Shaky outing by Joe Smith raises questions about Angels bullpen use

Joe Smith's recent struggles put Angels bullpen in a tricky situation

It’s a formula that has worked extremely well for the Angels since last July, when they acquired veteran closer Huston Street from the San Diego Padres and pushed right-hander Joe Smith from the ninth inning back to the eighth.

Get a lead through seven innings, and Manager Mike Scioscia can go to Smith, the sidearm-throwing setup man who had a 1.81 earned-run average in 76 games last season, in the eighth and Street, who had 17 saves and a 1.71 ERA in 28 games for the Angels in 2014, in the ninth.

Though Street and Smith don't fit the profile of the flame throwers who populate the back ends of so many bullpens, they solidified a once-shaky relief corps that keyed the team’s 98-win season in 2014.

But the eighth-inning half of that formula has taken a hit this past week. Quite a few of them, in fact.
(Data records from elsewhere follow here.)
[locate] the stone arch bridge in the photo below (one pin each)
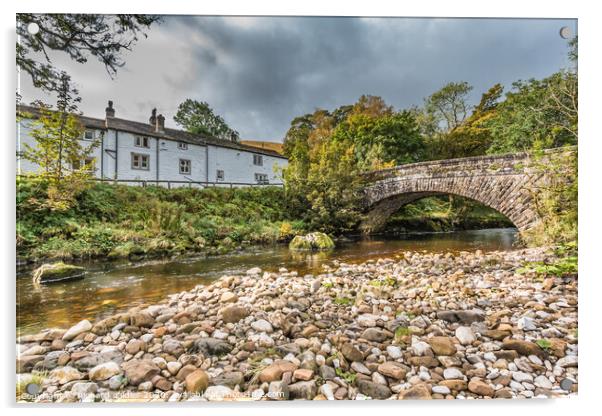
(505, 183)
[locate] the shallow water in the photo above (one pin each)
(110, 287)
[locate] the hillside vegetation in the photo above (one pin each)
(124, 221)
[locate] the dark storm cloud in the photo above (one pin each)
(259, 73)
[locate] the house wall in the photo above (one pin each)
(116, 148)
(169, 161)
(238, 165)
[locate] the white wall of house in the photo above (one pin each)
(116, 148)
(238, 165)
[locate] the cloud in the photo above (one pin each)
(261, 72)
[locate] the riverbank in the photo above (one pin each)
(118, 221)
(417, 326)
(111, 222)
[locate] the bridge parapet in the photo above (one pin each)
(505, 183)
(505, 164)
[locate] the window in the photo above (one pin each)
(184, 166)
(140, 141)
(86, 164)
(261, 178)
(89, 135)
(140, 162)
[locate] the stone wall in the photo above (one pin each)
(505, 183)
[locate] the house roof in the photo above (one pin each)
(277, 147)
(146, 129)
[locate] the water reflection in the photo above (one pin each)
(111, 287)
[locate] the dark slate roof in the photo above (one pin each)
(146, 129)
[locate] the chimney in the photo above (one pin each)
(153, 119)
(110, 111)
(160, 125)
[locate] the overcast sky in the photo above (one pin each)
(261, 72)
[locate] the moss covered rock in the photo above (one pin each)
(55, 272)
(312, 241)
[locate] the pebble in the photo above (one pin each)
(440, 331)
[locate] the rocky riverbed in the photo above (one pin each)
(418, 326)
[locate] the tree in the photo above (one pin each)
(538, 114)
(65, 164)
(198, 118)
(79, 36)
(392, 138)
(472, 138)
(449, 106)
(328, 151)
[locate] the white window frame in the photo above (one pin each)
(142, 141)
(262, 178)
(88, 164)
(93, 132)
(186, 162)
(140, 165)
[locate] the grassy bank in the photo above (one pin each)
(124, 221)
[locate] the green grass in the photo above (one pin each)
(124, 221)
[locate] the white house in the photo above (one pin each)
(149, 152)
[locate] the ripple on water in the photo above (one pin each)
(113, 287)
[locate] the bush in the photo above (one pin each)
(125, 220)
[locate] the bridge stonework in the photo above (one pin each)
(505, 183)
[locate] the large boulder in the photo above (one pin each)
(75, 330)
(139, 371)
(56, 272)
(312, 241)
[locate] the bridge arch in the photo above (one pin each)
(504, 183)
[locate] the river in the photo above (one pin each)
(110, 287)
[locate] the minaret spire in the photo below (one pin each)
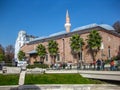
(67, 24)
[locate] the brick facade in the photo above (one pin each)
(111, 41)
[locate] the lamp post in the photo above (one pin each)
(80, 56)
(102, 47)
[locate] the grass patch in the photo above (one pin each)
(58, 79)
(9, 79)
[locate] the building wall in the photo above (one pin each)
(109, 40)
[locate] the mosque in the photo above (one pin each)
(110, 46)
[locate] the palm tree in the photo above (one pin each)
(41, 51)
(53, 49)
(76, 43)
(94, 43)
(21, 55)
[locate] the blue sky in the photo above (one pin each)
(45, 17)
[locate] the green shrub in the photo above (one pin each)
(9, 79)
(59, 79)
(38, 65)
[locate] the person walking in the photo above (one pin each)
(94, 64)
(103, 65)
(112, 65)
(98, 62)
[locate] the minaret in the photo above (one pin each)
(67, 24)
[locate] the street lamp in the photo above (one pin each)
(102, 47)
(80, 56)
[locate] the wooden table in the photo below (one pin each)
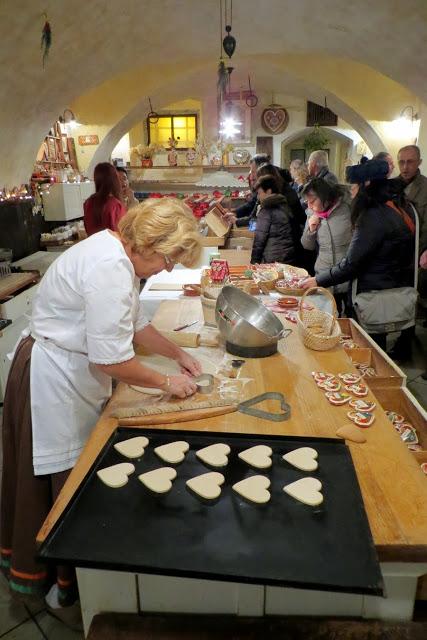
(393, 486)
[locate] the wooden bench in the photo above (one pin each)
(124, 626)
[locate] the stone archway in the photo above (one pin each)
(340, 147)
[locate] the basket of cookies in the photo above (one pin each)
(319, 329)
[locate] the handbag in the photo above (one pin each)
(387, 310)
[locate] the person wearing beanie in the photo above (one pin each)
(381, 251)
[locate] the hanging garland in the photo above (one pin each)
(46, 41)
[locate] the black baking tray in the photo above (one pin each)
(282, 543)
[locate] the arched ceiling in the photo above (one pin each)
(98, 44)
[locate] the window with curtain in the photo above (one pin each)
(181, 127)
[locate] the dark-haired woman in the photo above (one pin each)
(381, 252)
(328, 230)
(104, 208)
(275, 239)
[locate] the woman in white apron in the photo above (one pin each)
(86, 318)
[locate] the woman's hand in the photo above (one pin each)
(189, 365)
(308, 283)
(230, 217)
(313, 222)
(181, 386)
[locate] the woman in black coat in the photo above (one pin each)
(275, 238)
(382, 248)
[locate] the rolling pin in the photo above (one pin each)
(184, 340)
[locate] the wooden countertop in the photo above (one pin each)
(393, 486)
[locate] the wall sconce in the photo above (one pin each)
(68, 118)
(406, 126)
(408, 112)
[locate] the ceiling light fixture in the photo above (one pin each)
(68, 118)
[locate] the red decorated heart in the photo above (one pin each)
(274, 119)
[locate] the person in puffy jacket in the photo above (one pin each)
(381, 251)
(275, 236)
(328, 230)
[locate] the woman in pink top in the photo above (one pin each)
(104, 208)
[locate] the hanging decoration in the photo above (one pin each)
(152, 116)
(251, 99)
(46, 40)
(274, 119)
(229, 42)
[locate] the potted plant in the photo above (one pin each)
(316, 139)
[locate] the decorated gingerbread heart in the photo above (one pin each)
(361, 418)
(349, 378)
(330, 385)
(336, 397)
(362, 405)
(358, 389)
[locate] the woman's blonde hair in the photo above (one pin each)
(164, 225)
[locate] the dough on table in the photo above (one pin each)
(306, 490)
(258, 456)
(169, 367)
(207, 485)
(117, 475)
(304, 458)
(133, 447)
(158, 480)
(254, 489)
(173, 452)
(215, 455)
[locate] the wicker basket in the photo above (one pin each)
(319, 330)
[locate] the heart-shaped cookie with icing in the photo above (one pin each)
(358, 389)
(306, 490)
(258, 456)
(331, 384)
(337, 397)
(362, 405)
(304, 458)
(361, 418)
(132, 448)
(158, 480)
(117, 475)
(254, 489)
(207, 485)
(173, 452)
(215, 455)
And some walks, too.

Smith struggled for the second straight appearance Tuesday night, giving up three runs and four hits in the eighth inning and failing to retire any of the four left-handed hitters he faced.

The Angels took Smith off the hook for a loss, rallying for two runs in the bottom of the eighth to tie the score and eventually winning, 5-4, on a walk-off homer by Carlos Perez in his major league debut.

But another rough outing by Smith, who retired only one of the four left-handed batters he faced in the ninth inning of Friday night’s loss in San Francisco, raised a question about Scioscia’s bullpen use.

Namely, would he consider using left-hander Cesar Ramos to match up against some left-handed hitters in the eighth inning instead of using Smith exclusively in that role?

"Not now," Scioscia said. "Joe's history is really fine against left-handers. There are going to be innings where we'll match up, but our bullpen will be light years better if we can get Joe comfortable in the eighth inning, which he was last year, and having Huston in the ninth."

Smith has held left-handed hitters to a .240 average over his nine-year career, but lefties are hitting .393 (11 for 28) against him this season. Ramos, acquired from Tampa Bay over the winter, has held lefties to a .158 (three for 19) mark.

Smith replaced starter Garrett Richards to begin the eighth with a 2-1 lead Tuesday night. Robinson Cano led off with a double to deep center and took third on Nelson Cruz’s slow roller to third.

 Kyle Seager hit an RBI single to right, Logan Morrison singled to center, and Mike Zunino hit a ground-rule RBI double to right. Right-hander Fernando Salas replaced Smith and gave up a sacrifice fly to left to Dustin Ackley for a 4-2 Mariners lead.

Ramos struck out Ackley and Cano in the seventh inning of the April 6 season opener in Seattle, and he seemed like a better choice to at least face Cano to open the eighth Tuesday night. But Scioscia said he will likely stick with Smith in similar situations.

"Joe will be fine," Scioscia said. "A couple pitches got away from him tonight. He tried to force some things into some lefties, and those guys did a good job against him. He'll bounce back. He's fine against righties and lefties. Had a tough outing in San Francisco and tonight, but before then, he’s been lights out."